Most importantly, when an important and major event in the Arab world, such as the second Palestinian intifada in 2000, against the Israeli occupation took place, Arab audiences no longer had to turn to pro-Israeli Western media to see about what was happening. Instead, they saw Arab journalists covering the news in a fair picture, disclosing the Israeli oppression against the Palestinians.

This transformational trend continued as Aljazeera covered Afghanistan and Iraq wars.

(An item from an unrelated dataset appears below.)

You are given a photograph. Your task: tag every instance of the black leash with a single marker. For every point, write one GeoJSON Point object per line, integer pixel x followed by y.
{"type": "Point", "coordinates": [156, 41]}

Its coverage was so influential that contemporaneous US President George W. Bush described Aljazeera reports on the tolls of two wars provocative and complained to Qatari leaders that Aljazeera programs were opposed to the American actions in the region.

This free and pro-Arab approach has been a source of fury of Persian Gulf monarchies' rulers who want control on news provided to their citizens.

In such atmosphere, the beginning of the Arab uprisings initiated a turning point in the Arab conservative governments' antipathy to Aljazeera. Seriously afraid that Arab uprisings would reach their doorsteps, Saudi, Emirati, and Bahraini governments deemed massive Aljazeera coverage of the protests as a solidarity with the revolting masses. Even worse, they accused Aljazeera of inciting revolutions in the Arab world.

Al Jazeera also covered the Muslim Brotherhood's movements and actions in particular, while Saudi Arabia, the UAE, Bahrain, and Egypt viewed the Muslim Brotherhood as a potential threat to political stability and regional influence in the Arab world.

This tendency to deem Aljazeera a threat source showed its bare face in the Persian Gulf Cooperation Council crisis in June 2017 when Riyadh, Abu Dhabi, Cairo, and Manama severed diplomatic ties with Doha and imposed all-out blockade against it. Shutting down Aljazeera was one of the 13 preconditions presented by the blockaders for reconciliation with Qatar.

But Qatar refused to close down the heavyweight network. Instead, the network launched a heavy coverage campaign on the adversary four. It intensively covered assassination of Saudi Crown Prince Mohammed bin Salman's critic Jamal Khashoggi in 2018 by Riyadh-sent hit squad, disclosed coercive policies of coup-born government of Abdel Fatah el-Sisi of Egypt, relatively covered the Saudi crimes in Yemen, and even surprisingly brought in spotlight the forgotten Bahrain popular uprising against Al Khalifa regime. This approach has been challenging to the four countries in security and political terms.

The indifference of the pro-normalization states to the killing of Aljazeera correspondent indicates that not only there is a gap with Qatar over the thaw with the Israeli regime but also the Cooperation Council's reconciliation and end of crisis with Doha were just for shoe and differences with it on various regional issues is still serious.